ハイブリッドカーには「沢山の種類」が存在する! もう迷わない「システム」と仕組みを整理して解説 (1/2ページ)

この記事をまとめると

■HV(ハイブリッドカー)はシリーズ式、パラレル式、スプリット式の3つに大別できる

■PHV/PHEVは外部から充電できるプラグイン・ハイブリッドのことを指す

■そのほかにもモーター走行可能なフル(ストロング)と不可能なマイルドもある

ひとくちにハイブリッドといってもいろいろな方式がある

 燃費性能、あるいは排出ガスの影響による環境保全などの観点から、ハイブリッドカー(HV)が注目を浴びるようになってしばらく経つ。先を見越せば、電気自動車(EV)に移行するための過渡的なシステムであることも明らかだが、内燃機関(化石燃料)に依存する度合いを低めながら、環境保全に貢献するという考え方は、きわめて現実的で賢明な選択肢と言うことができるだろう。

 さて、ひと口にHVと呼んでいるシステムだが、市場に目を向けると、いろいろな方式が存在することに気づかされる。そもそも「ハイブリッド」の意味だが、自動車(乗り物)の場合は、複合動力と解釈してよいものだ。実際には、ガソリン、ディーゼルその他内燃機関と電気モーターとの組み合わせである。そして、とくに自動車用と限定した場合には、99%以上の確率でガソリンエンジンと電気モーターの組み合わせを指すもので、ハイブリッドシステム自体は、シリーズ方式、パラレル方式、スプリット方式の3方式に大別することができる。

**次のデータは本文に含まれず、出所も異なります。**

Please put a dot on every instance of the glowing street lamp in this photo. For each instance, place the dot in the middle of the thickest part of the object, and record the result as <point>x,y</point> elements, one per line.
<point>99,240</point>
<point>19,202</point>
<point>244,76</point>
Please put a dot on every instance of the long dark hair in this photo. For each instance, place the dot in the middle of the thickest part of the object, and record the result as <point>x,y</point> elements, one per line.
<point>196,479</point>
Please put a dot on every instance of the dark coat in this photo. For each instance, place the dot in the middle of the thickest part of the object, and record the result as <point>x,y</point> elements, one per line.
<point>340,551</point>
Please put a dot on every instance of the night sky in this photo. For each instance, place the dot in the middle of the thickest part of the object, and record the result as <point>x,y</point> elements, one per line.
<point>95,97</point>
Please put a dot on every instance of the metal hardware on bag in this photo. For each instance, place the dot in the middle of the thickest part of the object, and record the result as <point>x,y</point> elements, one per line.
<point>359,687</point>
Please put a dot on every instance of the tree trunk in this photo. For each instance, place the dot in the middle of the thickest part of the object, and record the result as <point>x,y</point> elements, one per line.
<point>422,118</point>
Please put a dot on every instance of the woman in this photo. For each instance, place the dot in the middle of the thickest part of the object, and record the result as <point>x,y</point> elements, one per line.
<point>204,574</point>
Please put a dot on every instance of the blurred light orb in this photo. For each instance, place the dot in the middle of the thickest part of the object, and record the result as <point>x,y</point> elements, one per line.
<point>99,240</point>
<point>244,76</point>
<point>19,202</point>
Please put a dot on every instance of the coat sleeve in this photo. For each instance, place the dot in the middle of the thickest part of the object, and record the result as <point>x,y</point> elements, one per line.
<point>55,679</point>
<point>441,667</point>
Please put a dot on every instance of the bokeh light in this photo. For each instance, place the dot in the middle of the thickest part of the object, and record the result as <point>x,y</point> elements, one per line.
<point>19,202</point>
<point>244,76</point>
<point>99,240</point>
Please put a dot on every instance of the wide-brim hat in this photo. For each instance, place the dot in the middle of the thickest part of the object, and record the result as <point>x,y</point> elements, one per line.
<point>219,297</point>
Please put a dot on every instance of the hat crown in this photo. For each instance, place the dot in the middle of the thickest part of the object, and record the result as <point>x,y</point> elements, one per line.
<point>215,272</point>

 シリーズ方式は、エンジンを発電機としてのみ使い、エンジンで発電した電力をモーターに供給、余剰分があればバッテリーに蓄電する方式で、走行は電気モーターによるEVモードで動くことになる。日産e-POWERシステムがこの方式に属している。

 パラレル方式は、エンジン動力とモーター動力のふたつによって走行する方式で、動力の主体は内燃機関となる。電気モーターは、内燃機関の補助動力として機能するケースがほとんどで、停止状態から発進する際のエンジン動力補助、急加速時のエンジン動力補助といった使い方で、モーターは発電機を兼ね、減速時(回生)には発電機として働き、バッテリーへの充電を行うシステムとなっている。

 スプリット方式は、エンジンに動力源と発電機のふたつの役目を負わせ、モーター動力との合成によるパラレル方式と、エンジンによる発電をモーター動力の電力とするシリーズ方式の両システムを備える方式だ。HVシステムの先駆けとなったトヨタ・プリウスは、この方式(THS=トヨタ・ハイブリッド・システム)を採用している。